Practical Machine Learning Course Project

Summary of Problem Statement

Personal activity trackers are often used to quantify how much activity wearers are performing, but they can also be used to determine whether or not the wearers are peforming those activities correctly. Velloso et al. (2013) had six participants perform one set of repetitions of dumbell bicep curls in five different ways

Class A: exactly according to the specification
Class B: throwing the elbows to the front
Class C: Lifting the dumbbell only halfway
Class D: Lowering the dumbbell only halfway
Class E: Throwing the hips to the front

The goal of this course project is to use machine learning to predict which class of activity was performed based on the data recorded by the personal activity trackers.

Data Collection and Preparation

Load packages

Load required packages:

library(caret)

## Loading required package: lattice

## Loading required package: ggplot2

Download data files

Download the required data from the URL specified in the Coursera Problem Statement. Note that the source *.csv files contain three types of NAs (“NA” character strings, division by zero “#DIV/0!”, and blank spaces “”), all of which are replaced as NAs during read.csv download.

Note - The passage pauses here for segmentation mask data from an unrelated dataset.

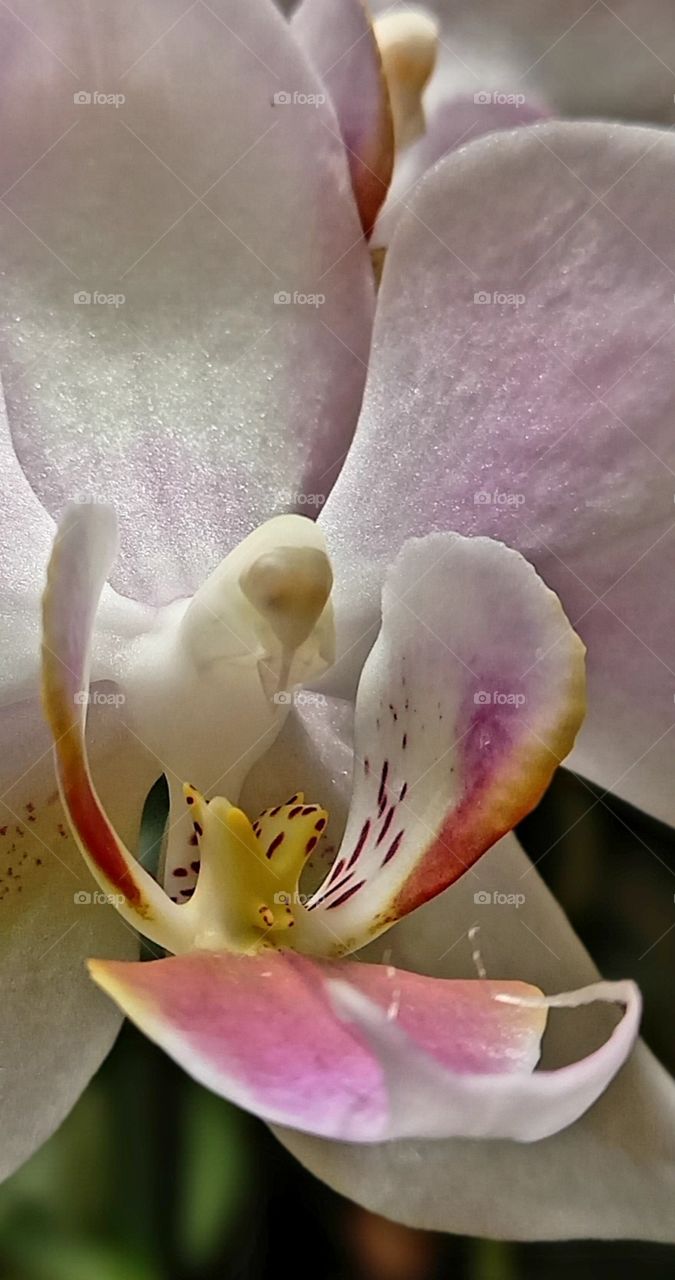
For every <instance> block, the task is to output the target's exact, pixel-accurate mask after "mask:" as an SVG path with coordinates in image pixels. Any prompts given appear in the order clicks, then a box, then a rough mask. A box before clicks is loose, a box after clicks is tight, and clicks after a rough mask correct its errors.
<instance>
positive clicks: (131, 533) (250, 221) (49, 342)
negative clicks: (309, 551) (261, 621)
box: [0, 0, 373, 603]
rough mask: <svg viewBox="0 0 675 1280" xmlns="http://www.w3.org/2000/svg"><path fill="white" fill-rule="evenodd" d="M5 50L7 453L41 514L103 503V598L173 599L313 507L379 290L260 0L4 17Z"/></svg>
mask: <svg viewBox="0 0 675 1280" xmlns="http://www.w3.org/2000/svg"><path fill="white" fill-rule="evenodd" d="M0 42H1V46H3V50H4V55H3V72H4V73H3V119H4V137H5V146H4V148H3V165H1V170H3V172H1V191H3V205H1V209H0V223H1V229H3V241H4V246H5V250H4V253H5V259H4V294H3V296H4V308H3V317H1V320H0V343H1V351H3V355H1V361H0V366H1V372H3V376H4V379H5V385H6V404H8V415H9V422H10V429H12V434H13V439H14V444H15V448H17V453H18V457H19V462H20V465H22V467H23V470H24V471H26V475H27V476H28V480H29V483H31V485H32V486H33V489H35V492H36V493H37V495H38V498H40V499H41V500H42V502H44V504H45V506H46V507H47V509H49V511H50V512H51V513H53V515H54V513H56V512H59V511H60V509H61V507H63V504H64V503H65V502H67V500H70V499H72V498H73V497H76V498H77V497H81V495H82V497H87V498H91V497H95V498H104V499H106V500H111V502H113V503H114V504H115V507H117V509H118V511H119V513H120V524H122V549H120V561H119V564H118V567H117V570H115V584H117V585H118V586H119V588H120V590H123V591H126V593H127V594H132V595H137V596H141V598H145V599H147V600H152V602H156V603H164V602H167V600H170V599H173V598H175V596H177V595H184V594H191V591H192V590H193V589H195V588H196V586H197V585H199V582H200V581H201V579H202V577H204V576H205V573H206V572H207V571H209V570H211V568H213V567H215V564H216V563H218V562H219V559H220V558H222V556H223V554H224V552H225V550H227V549H228V548H229V547H231V545H233V544H234V543H236V541H238V540H240V539H241V538H242V536H243V535H245V534H247V532H248V531H250V530H251V529H252V527H254V526H255V525H257V524H259V522H260V521H261V520H263V518H265V517H268V516H272V515H273V513H274V512H281V511H284V509H293V508H296V507H300V509H304V511H306V509H311V511H316V508H318V506H319V503H320V502H321V500H323V498H324V497H325V494H327V493H328V490H329V488H330V485H332V483H333V479H334V476H336V474H337V470H338V467H339V463H341V460H342V457H343V454H345V451H346V448H347V445H348V442H350V438H351V434H352V430H354V425H355V421H356V413H357V407H359V401H360V397H361V389H362V380H364V372H365V361H366V353H368V346H369V338H370V316H371V305H373V279H371V270H370V261H369V256H368V251H366V246H365V242H364V238H362V234H361V228H360V223H359V218H357V211H356V207H355V204H354V197H352V192H351V183H350V177H348V170H347V164H346V157H345V148H343V143H342V141H341V138H339V136H338V127H337V123H336V119H334V114H333V110H332V108H330V105H329V104H318V105H307V102H306V97H307V95H316V93H320V92H321V83H320V81H319V79H318V77H316V76H315V74H314V72H313V70H311V69H310V67H309V65H307V63H306V61H305V59H304V55H302V52H301V50H300V47H298V45H297V42H296V41H295V40H293V37H292V35H291V31H289V28H288V24H287V23H286V22H284V20H283V18H282V17H281V14H279V13H278V12H277V10H275V8H274V5H273V4H269V3H266V0H213V3H211V4H209V5H205V4H196V5H188V6H186V5H184V4H182V0H181V3H178V0H145V3H143V4H142V5H137V4H136V3H134V0H104V3H102V4H99V5H97V9H96V14H95V15H94V17H92V14H91V12H90V5H88V4H86V3H85V0H78V3H72V0H56V3H54V4H51V5H50V6H49V8H47V9H45V6H42V5H35V4H29V5H28V8H27V9H26V12H24V13H23V18H20V19H19V18H18V17H17V15H15V14H14V12H13V10H12V8H10V6H6V5H5V6H4V8H1V10H0ZM77 95H85V99H86V97H87V95H88V96H90V99H91V100H90V101H86V100H83V101H81V102H77V101H74V96H76V97H77ZM94 95H102V100H101V99H100V97H99V99H95V96H94ZM110 95H118V97H117V100H115V101H117V105H114V104H113V102H109V101H106V96H110ZM120 95H122V96H123V99H124V100H123V101H120ZM274 95H277V97H278V101H277V104H275V102H274ZM293 95H295V101H291V102H288V101H287V99H288V96H291V99H293ZM336 264H338V265H336ZM288 297H291V300H293V297H295V301H291V302H283V301H282V302H279V298H288ZM307 297H314V298H318V297H319V298H324V300H325V301H323V302H320V303H318V305H313V303H311V301H310V302H307V301H302V300H307ZM87 298H88V301H87ZM120 298H123V301H120ZM78 300H79V301H78ZM101 300H102V301H101ZM106 300H108V301H106ZM110 300H111V301H110ZM307 504H310V506H307Z"/></svg>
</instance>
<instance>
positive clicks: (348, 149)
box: [291, 0, 393, 236]
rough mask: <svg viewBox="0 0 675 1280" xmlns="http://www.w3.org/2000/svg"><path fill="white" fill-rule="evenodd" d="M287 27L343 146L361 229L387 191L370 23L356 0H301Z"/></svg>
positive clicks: (387, 164) (382, 108) (376, 50)
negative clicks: (320, 92)
mask: <svg viewBox="0 0 675 1280" xmlns="http://www.w3.org/2000/svg"><path fill="white" fill-rule="evenodd" d="M291 29H292V32H293V35H295V36H296V38H297V40H298V41H300V44H301V46H302V47H304V49H305V51H306V54H307V58H309V60H310V61H311V63H313V65H314V67H315V68H316V70H318V72H319V74H320V77H321V79H323V82H324V84H325V88H327V90H328V92H329V95H330V100H332V102H333V106H334V109H336V114H337V118H338V124H339V129H341V133H342V137H343V140H345V146H346V148H347V161H348V165H350V173H351V180H352V187H354V195H355V198H356V204H357V206H359V214H360V216H361V223H362V227H364V232H365V234H366V236H368V234H370V232H371V230H373V227H374V223H375V218H377V216H378V211H379V209H380V205H382V202H383V200H384V197H386V195H387V189H388V186H389V180H391V177H392V169H393V125H392V115H391V110H389V99H388V93H387V84H386V81H384V76H383V70H382V61H380V56H379V52H378V45H377V40H375V36H374V33H373V26H371V22H370V18H369V14H368V12H366V8H365V5H364V4H362V3H361V0H341V3H339V4H338V5H336V4H334V0H302V4H301V5H300V6H298V8H297V9H296V12H295V14H293V18H292V23H291Z"/></svg>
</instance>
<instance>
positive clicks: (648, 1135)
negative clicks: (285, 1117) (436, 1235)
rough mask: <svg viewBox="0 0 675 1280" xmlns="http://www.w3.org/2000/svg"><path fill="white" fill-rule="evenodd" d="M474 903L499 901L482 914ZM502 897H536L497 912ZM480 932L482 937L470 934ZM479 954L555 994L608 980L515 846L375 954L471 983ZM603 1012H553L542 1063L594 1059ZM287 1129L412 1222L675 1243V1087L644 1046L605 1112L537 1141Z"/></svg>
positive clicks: (306, 1157)
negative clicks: (672, 1217) (453, 1137)
mask: <svg viewBox="0 0 675 1280" xmlns="http://www.w3.org/2000/svg"><path fill="white" fill-rule="evenodd" d="M476 893H482V895H483V896H484V899H487V900H488V902H487V904H485V905H483V902H478V904H476V900H475V895H476ZM500 893H501V895H502V896H503V895H505V893H519V895H521V896H524V897H525V901H524V902H521V905H520V906H519V908H516V906H514V905H512V906H507V905H503V902H502V905H500V901H498V899H496V897H494V895H500ZM475 924H480V932H479V934H478V937H476V936H475V934H471V937H469V936H468V931H469V929H470V928H471V925H475ZM476 946H478V948H479V952H480V955H482V960H483V964H484V966H485V968H487V970H488V974H492V973H503V974H505V975H506V977H507V978H512V977H515V975H519V977H521V978H523V979H525V980H528V982H532V983H535V984H537V986H541V987H543V989H544V991H555V989H557V988H558V987H560V984H561V983H565V984H566V986H570V987H574V986H581V984H583V983H592V982H594V980H596V979H597V970H596V968H594V965H593V963H592V960H590V957H589V955H588V952H587V951H585V950H584V947H583V945H581V942H580V941H579V938H578V937H576V936H575V933H574V931H573V928H571V925H570V924H569V922H567V920H566V919H565V915H564V913H562V910H561V908H560V906H558V904H557V902H556V901H555V899H553V897H552V895H551V892H549V890H548V888H547V887H546V884H544V883H543V881H542V879H541V877H539V874H538V872H537V869H535V868H533V867H532V863H530V861H529V859H528V858H526V856H525V854H524V852H523V850H521V849H520V846H519V844H517V841H516V838H515V837H514V836H508V837H506V838H505V840H502V841H500V844H498V845H496V846H494V849H492V850H489V852H487V854H485V855H484V856H483V858H482V859H480V861H479V863H478V864H476V868H475V876H466V877H464V878H462V879H461V881H459V882H457V883H456V884H453V886H452V887H451V888H450V890H448V891H447V892H446V893H443V895H441V896H439V897H437V899H434V900H433V902H429V904H428V905H427V906H424V908H423V909H421V910H419V911H415V913H414V914H412V915H409V916H406V919H405V920H401V923H400V924H397V925H396V927H394V928H393V929H392V931H391V932H389V933H388V934H387V936H386V937H384V938H380V940H379V941H378V942H375V943H374V945H373V946H371V947H369V948H368V951H366V952H365V954H364V957H368V959H369V960H371V961H377V960H380V961H382V960H383V959H386V960H387V961H388V963H391V964H393V965H401V966H402V968H415V969H416V970H418V972H421V973H425V974H430V975H435V977H444V978H470V977H471V975H473V974H475V955H474V954H475V948H476ZM603 1012H605V1011H603V1010H602V1009H601V1007H598V1006H592V1007H589V1009H588V1010H585V1011H581V1010H579V1012H578V1014H575V1015H574V1021H573V1023H570V1021H567V1020H566V1019H567V1015H562V1014H561V1015H558V1016H560V1021H556V1015H552V1018H549V1027H548V1030H547V1034H546V1039H544V1052H543V1065H544V1066H548V1068H551V1066H556V1065H558V1064H560V1062H569V1061H570V1060H571V1059H578V1057H581V1056H583V1055H585V1053H589V1052H592V1051H593V1050H594V1048H596V1047H597V1044H598V1042H599V1041H598V1037H599V1036H606V1034H607V1030H608V1024H607V1023H606V1020H605V1018H603V1016H602V1015H603ZM584 1014H585V1015H587V1016H585V1018H584ZM278 1133H279V1137H281V1139H282V1142H283V1143H284V1146H287V1147H288V1148H289V1149H291V1152H292V1153H293V1155H295V1156H297V1157H298V1158H300V1160H301V1161H302V1164H304V1165H306V1167H307V1169H310V1170H311V1171H313V1172H314V1174H316V1175H318V1176H319V1178H321V1179H323V1180H324V1181H328V1183H329V1184H330V1185H332V1187H334V1188H336V1189H337V1190H338V1192H341V1193H342V1194H345V1196H348V1197H350V1198H351V1199H356V1201H357V1202H359V1203H361V1204H365V1206H366V1207H368V1208H370V1210H371V1211H373V1212H377V1213H383V1215H386V1216H387V1217H392V1219H396V1220H397V1221H402V1222H407V1224H409V1225H411V1226H416V1228H423V1229H427V1230H441V1231H453V1233H459V1234H470V1235H475V1234H478V1235H482V1236H489V1238H492V1239H494V1238H496V1239H512V1240H530V1239H532V1240H553V1239H557V1240H560V1239H570V1238H571V1239H593V1238H602V1239H612V1238H620V1239H644V1240H672V1239H674V1219H672V1203H674V1198H675V1087H674V1084H672V1080H671V1079H670V1078H669V1075H667V1073H666V1071H665V1070H663V1068H662V1066H661V1065H660V1064H658V1062H657V1061H656V1060H655V1059H653V1057H652V1055H651V1053H649V1051H648V1050H647V1047H646V1046H644V1044H642V1043H639V1044H638V1046H637V1048H635V1052H634V1053H633V1056H631V1057H630V1060H629V1062H628V1064H626V1065H625V1068H624V1069H622V1071H621V1073H620V1075H619V1076H617V1079H616V1080H615V1082H614V1083H612V1084H611V1085H610V1088H608V1089H607V1092H606V1093H605V1096H603V1097H602V1098H599V1101H598V1102H597V1103H596V1106H594V1107H592V1108H590V1110H589V1111H588V1112H587V1114H585V1115H584V1116H583V1117H581V1119H580V1120H578V1121H576V1124H574V1125H573V1126H570V1128H569V1129H566V1130H564V1132H562V1133H560V1134H556V1135H555V1137H551V1138H547V1139H544V1140H542V1142H537V1143H529V1144H514V1143H511V1142H466V1140H447V1142H427V1143H420V1142H410V1140H409V1142H393V1143H382V1144H379V1146H371V1147H369V1148H368V1149H364V1148H362V1147H361V1146H350V1144H347V1143H341V1144H338V1143H327V1142H321V1140H320V1139H316V1138H313V1137H310V1135H307V1134H301V1133H297V1132H292V1130H289V1129H284V1130H279V1132H278ZM476 1188H479V1189H480V1190H479V1194H476Z"/></svg>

# Check - do files exist? Assuming that if one file exists then the other does
# as well
if (!file.exists("pml-training.csv") | !file.exists("pml-testing.csv")) {
    
    # If not, download to working directory
    download.file(url      = "https://d396qusza40orc.cloudfront.net/predmachlearn/pml-training.csv",
                  destfile = "pml-training.csv")
    download.file(url      = "https://d396qusza40orc.cloudfront.net/predmachlearn/pml-testing.csv",
                  destfile = "pml-testing.csv")
}

# Read downloaded *.csv files, replace NA strings with NA values
dTrain <- read.csv("pml-training.csv", na.strings = c("NA", "#DIV/0!", "")) # Training data
dTest  <- read.csv("pml-testing.csv",  na.strings = c("NA", "#DIV/0!", "")) # Test data

Partition Data

Next, the training data set needs to be partioned into the in-training data set and the cross-validation data set. This can be accomplished with the createDataPartition function in the caret package. Here, I’ve elected to use a 70% | 30% split (in-training | cross-validation). Additionally, for reproducibility we set the random seed to an arbitrary value (1234).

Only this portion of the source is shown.